Didorong oleh gerakan Black Lives Matter di Amerika Serikat, hal itu juga menimbulkan pertanyaan tentang rasisme di masyarakat Belanda.
Tekanan semakin meningkat di dalam negeri dengan kota-kota Amsterdam, Rotterdam, Den Haag, dan Utrecht secara resmi meminta maaf atas perdagangan budak.
Rutte telah lama menolak, sebelumnya mengatakan periode perbudakan terlalu jauh ke belakang dan permintaan maaf akan memicu ketegangan di negara di mana sayap kanan tetap kuat.
Dia sekarang telah mengubah taktik, tetapi itu tidak menyenangkan semua orang.
“Langkah Pertama”
Perdana Menteri Sint Maarten Silveria Jacobs mengatakan kepada media Belanda pada hari Sabtu bahwa pulau itu tidak akan menerima permintaan maaf Belanda jika dibuat pada hari Senin.
“Biar saya perjelas bahwa kami tidak akan menerima permintaan maaf sampai komite penasihat kami membahasnya dan kami sebagai negara mendiskusikannya,” katanya.

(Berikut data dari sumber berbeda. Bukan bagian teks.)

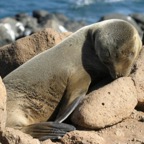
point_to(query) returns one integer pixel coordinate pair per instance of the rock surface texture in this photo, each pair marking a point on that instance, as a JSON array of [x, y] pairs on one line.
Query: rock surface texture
[[107, 105], [111, 107], [15, 54]]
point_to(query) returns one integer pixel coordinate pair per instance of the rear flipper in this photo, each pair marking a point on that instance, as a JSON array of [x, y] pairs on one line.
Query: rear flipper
[[48, 130]]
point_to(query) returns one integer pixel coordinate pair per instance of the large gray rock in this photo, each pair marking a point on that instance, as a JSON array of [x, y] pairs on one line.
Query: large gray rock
[[13, 55], [107, 105]]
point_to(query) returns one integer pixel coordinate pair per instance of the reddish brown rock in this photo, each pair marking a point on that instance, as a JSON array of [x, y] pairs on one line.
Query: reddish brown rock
[[107, 105], [129, 131], [15, 54], [49, 142], [2, 105], [12, 136], [82, 137], [138, 78]]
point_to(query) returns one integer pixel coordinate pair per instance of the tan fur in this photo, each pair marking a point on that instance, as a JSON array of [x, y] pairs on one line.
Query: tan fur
[[65, 72]]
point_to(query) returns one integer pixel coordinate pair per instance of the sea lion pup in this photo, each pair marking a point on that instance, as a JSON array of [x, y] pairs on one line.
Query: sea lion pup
[[62, 75]]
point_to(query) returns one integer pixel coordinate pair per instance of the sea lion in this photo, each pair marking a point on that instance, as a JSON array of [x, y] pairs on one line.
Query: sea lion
[[58, 79]]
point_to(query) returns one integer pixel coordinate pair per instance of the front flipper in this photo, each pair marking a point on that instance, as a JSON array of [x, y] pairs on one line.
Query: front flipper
[[69, 110], [74, 94], [48, 130]]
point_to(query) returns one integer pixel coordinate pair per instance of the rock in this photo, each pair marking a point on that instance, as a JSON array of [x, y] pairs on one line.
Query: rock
[[16, 29], [30, 23], [10, 30], [74, 25], [51, 21], [13, 55], [12, 136], [82, 137], [5, 36], [107, 105], [123, 17], [39, 14], [2, 105], [49, 142], [138, 78], [129, 131], [61, 18]]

Namun di Aruba, Wever-Croes mengatakan kepada kantor berita ANP bahwa pulau tersebut menerima permintaan maaf tersebut, namun menekankan “itu adalah langkah pertama.”
Pada hari Senin, menteri kabinet Belanda akan berada di Suriname, Bonaire, Sint Maarten, Aruba, Curacao, Saba dan St Eustatius untuk “membahas tanggapan kabinet dan signifikansinya di lokasi dengan mereka yang hadir” setelah pidato Rutte, kata pemerintah.
Perbudakan secara resmi dihapuskan di Suriname dan tanah-tanah lain yang dikuasai Belanda pada 1 Juli 1863, tetapi praktik tersebut baru benar-benar berakhir pada tahun 1873 setelah masa “transisi” selama 10 tahun.
Kelompok peringatan perbudakan mengatakan permintaan maaf apa pun harus dilakukan pada peringatan 150 tahun pada tanggal tersebut, pada tahun 2023, alih-alih tanggal “sewenang-wenang” pada 19 Desember tahun ini.